I'm still not sure what was causing the GPUGrid units to fail on this card but I am hoping to keep it running on a mixture of Collatz and SETI. At some stage I may look at building an app_info.xml that allows me to run both CPU & GPU work units for Milkyway on this machine. The only problem at the moment is that they will only give me 12 work-units which the CPU can kill off on its own in a day. I have already got the 8600GT/Celeron running a both SSE3 and a CUDA app for Milkyway and I am always out of work units.

Friday, October 9, 2009

Linux nVidia driver update

I do get a lot more credit per hour on GPUGrid than I do on SETI, so I looked for another project for the 9800GT card now that I have problems with GPUGrid.

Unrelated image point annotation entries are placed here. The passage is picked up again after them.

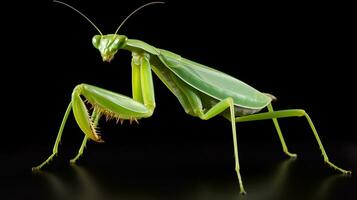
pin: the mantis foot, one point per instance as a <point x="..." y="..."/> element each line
<point x="345" y="172"/>
<point x="44" y="163"/>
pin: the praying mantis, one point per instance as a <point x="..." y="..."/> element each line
<point x="202" y="91"/>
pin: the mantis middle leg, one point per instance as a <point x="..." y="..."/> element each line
<point x="110" y="104"/>
<point x="280" y="134"/>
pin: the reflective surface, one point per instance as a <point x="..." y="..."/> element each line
<point x="191" y="172"/>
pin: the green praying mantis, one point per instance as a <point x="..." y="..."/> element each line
<point x="202" y="91"/>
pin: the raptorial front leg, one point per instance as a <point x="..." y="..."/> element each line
<point x="95" y="116"/>
<point x="109" y="104"/>
<point x="280" y="134"/>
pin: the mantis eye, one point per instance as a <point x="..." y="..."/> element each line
<point x="118" y="43"/>
<point x="96" y="40"/>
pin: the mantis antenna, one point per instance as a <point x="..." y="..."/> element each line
<point x="136" y="10"/>
<point x="60" y="2"/>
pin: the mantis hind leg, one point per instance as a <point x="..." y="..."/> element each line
<point x="280" y="134"/>
<point x="95" y="116"/>
<point x="293" y="113"/>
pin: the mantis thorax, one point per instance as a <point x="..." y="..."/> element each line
<point x="108" y="45"/>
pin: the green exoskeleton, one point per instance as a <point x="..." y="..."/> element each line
<point x="202" y="92"/>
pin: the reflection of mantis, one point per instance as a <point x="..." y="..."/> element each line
<point x="202" y="91"/>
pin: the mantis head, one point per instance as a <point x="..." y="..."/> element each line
<point x="108" y="45"/>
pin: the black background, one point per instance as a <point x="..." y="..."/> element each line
<point x="300" y="52"/>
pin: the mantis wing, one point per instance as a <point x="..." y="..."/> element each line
<point x="213" y="82"/>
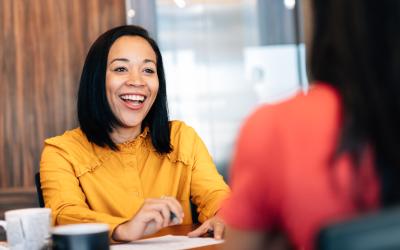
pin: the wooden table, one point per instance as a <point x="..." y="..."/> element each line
<point x="174" y="230"/>
<point x="183" y="230"/>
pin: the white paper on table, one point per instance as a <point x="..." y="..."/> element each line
<point x="167" y="242"/>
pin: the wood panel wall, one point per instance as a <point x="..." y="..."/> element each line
<point x="43" y="44"/>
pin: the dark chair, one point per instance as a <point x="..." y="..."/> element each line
<point x="39" y="189"/>
<point x="378" y="231"/>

I attached to Collatz but that is running a beta application for Linux Cuda and despite spending an hour messing with the set-up and moving files around, I couldn't get it to work. It trashes work units immediately each time. The Windoze version seems to run fine on the 'ol 8600GT.
One of the comments on the Collatz message board says you need driver version 190.xx ...so, I upgraded to 190.32. It was a painless upgrade and everything else seems to work fine except Collatz. I have allowed new work units from GPUGrid and will watch to see if they complete without errors. If not ... then I am back to the joys of trying to keep a 9800GT card running!

Thursday, October 8, 2009

Travelling the same road again...

Well, the Leadtek 9800GT ran well for the first 3 weeks and now, as with the Galaxy card, there are more and more work units crashing. The last three GPUGrid work units have returned a "process exited with code 1 (0x1, -255)". The Boinc wiki says that this could be caused by out-of-date drivers but I don't buy that as things were working really well last week.
Anyway, will move the card over to SETI Cuda work units and see if they also report errors.